Given his remaining years on campus, more national championships and Best of Berkeley awards are likely in Seeliger’s future. He’s already beaten records previously set by the likes of Olympic champion Ryan Murphy, so expect Seeliger to etch his name among the best of Cal men’s swim.
— Jocelyn Huang
Best performing group: Cal Band
You’ve had a bad day. Maybe a midterm went awry. Maybe you had an 8 a.m. class. Maybe your Crossroads lunch was, well, a Crossroads lunch. As you begin your daily trudge down that student-ridden hellscape also known as Sproul Plaza, a tune tickles your ears. At first, it’s a dream, a whimsy leftover from your sleep-deprived night. But then, as your fingers begin to tap and your hips begin to sway, you realize that this is not your imagination.

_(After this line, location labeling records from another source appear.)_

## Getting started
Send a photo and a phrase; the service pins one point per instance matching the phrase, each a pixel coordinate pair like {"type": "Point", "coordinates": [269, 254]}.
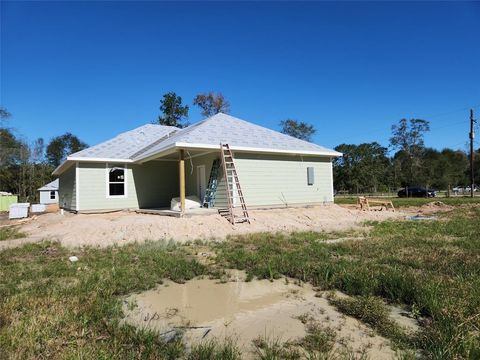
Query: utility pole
{"type": "Point", "coordinates": [472, 136]}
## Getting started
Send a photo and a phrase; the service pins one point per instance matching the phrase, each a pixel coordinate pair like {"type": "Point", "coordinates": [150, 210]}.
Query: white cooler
{"type": "Point", "coordinates": [18, 211]}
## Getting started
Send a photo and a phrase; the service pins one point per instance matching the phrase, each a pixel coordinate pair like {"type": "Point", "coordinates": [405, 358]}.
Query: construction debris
{"type": "Point", "coordinates": [365, 203]}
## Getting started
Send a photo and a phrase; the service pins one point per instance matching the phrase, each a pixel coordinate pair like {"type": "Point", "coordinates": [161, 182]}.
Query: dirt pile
{"type": "Point", "coordinates": [126, 227]}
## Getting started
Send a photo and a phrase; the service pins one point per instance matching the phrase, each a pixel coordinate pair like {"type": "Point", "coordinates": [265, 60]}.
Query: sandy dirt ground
{"type": "Point", "coordinates": [124, 227]}
{"type": "Point", "coordinates": [204, 309]}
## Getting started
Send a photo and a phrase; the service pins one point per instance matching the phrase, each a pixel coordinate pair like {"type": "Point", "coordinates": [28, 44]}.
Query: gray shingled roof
{"type": "Point", "coordinates": [150, 139]}
{"type": "Point", "coordinates": [50, 186]}
{"type": "Point", "coordinates": [127, 144]}
{"type": "Point", "coordinates": [222, 128]}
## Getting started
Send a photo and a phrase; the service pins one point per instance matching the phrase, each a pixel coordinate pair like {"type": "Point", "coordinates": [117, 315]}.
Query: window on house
{"type": "Point", "coordinates": [116, 181]}
{"type": "Point", "coordinates": [310, 175]}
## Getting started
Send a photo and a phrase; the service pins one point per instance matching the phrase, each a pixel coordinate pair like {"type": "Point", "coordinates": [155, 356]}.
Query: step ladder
{"type": "Point", "coordinates": [211, 191]}
{"type": "Point", "coordinates": [232, 185]}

Oski is breaking it down, you are dancing and Cal Band is playing Daft Punk’s “Get Lucky.”
Cal Band is one of those rare, universally loved treasures at Berkeley. Whether the ensemble is welcoming students onto Sproul Plaza or blasting copacetic vibes during a Cal Athletics event, Cal Band has proved itself one of Berkeley’s best and brightest. UC Berkeley, in all its prestige, can be challenging, stressful and tiring, but it is the work of performing groups like Cal Band which remind us to fight for California.
You came for the brand, but you stayed for Cal Band.
— Jasper Kenzo Sundeen
Best art gallery or museum: Berkeley Art Museum and Pacific Film Archive
Rising up from the bustle of Downtown Berkeley, there stands a shining silver cornucopia filled with art and culture. The Berkeley Art Museum and Pacific Film Archive, or BAMPFA, is a haven for museumgoers and film connoisseurs alike. While the museum’s expertly curated exhibitions swap out every few months, the sweeping wood-smooth steps that greet patrons upon arrival remain unchanged, as does the natural light that streams through large glass windows and casts the white art adorned walls in an ethereal late afternoon luminescence.
Sleek and smooth but clearly conceived with an artistic eye, the allure of the museum’s architecture evokes art deco in tandem with modernity. Even a trip to the bathroom is an opportunity to appreciate the museum’s funky design — the route through the monochromatic stairwell, encased on all sides by signature burnt red-orange, evokes an otherworldly feeling that transports visitors to another world.
Yet, what makes BAMPFA so special is not its unique edifice or the endless opportunities for community engagement but rather its consecration in film as a medium of art. With two theaters and space for more than 250 viewers, BAMPFA provides the perfect detached environment to absorb films invoking conversation and evoking artistic expression.